What we actually do in those two weeks

  • Read the codebase, beginning at the entry point of the surface you care about.
  • Read the last six months of incident write-ups and what changed afterward.
  • Talk to four to six engineers individually. Ask each the same three questions.
  • Write a single document that says, in the team's own voice, what the system is.
  • Show the document back to the team and let them mark it up.

The decimal bug was a one-line fix once we found it. Finding it meant tracing a value across two services that did not log it. Here is the change that shipped, reduced to its essence:

warehouse/export.ts
export function exportLine(qty: number, unitPrice: number): Line {
  const amount = qty * unitPrice;
- return { amount: Math.trunc(amount) };
+ return { amount: Math.round(amount * 100) / 100 };
}

Why this works

It works because the model of the system the team holds, after two years of shipping, is almost never the model the system actually obeys. There is no malice in this; it is the nature of systems built under pressure. The map and the territory diverge.

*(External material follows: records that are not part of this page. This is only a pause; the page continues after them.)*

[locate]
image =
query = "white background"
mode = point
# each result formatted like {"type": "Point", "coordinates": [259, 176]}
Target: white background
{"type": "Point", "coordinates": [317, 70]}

A two-week read by someone with no prior context produces a new map. The team reads it and either agrees, in which case the next steps are obvious, or disagrees, in which case the conversation that follows is the most useful one they have had in a quarter.

orderwarehousebillinginvoice
Fig 1The same request, billing's model on the left, the system's actual path on the right.

When it does not work

It does not work when the team already knows what the system does but leadership does not. In that case the document is not for engineering; it is for the people above them, and the work shifts from finding the problem to making it legible.

And it does not work when the actual problem is the team, not the system. We do not do org work. When we find that, we say so, and we stop.

Footnotes

  1. The four-page document mentioned in the opening is the engagement that taught us this. We have used the same format on every engagement since.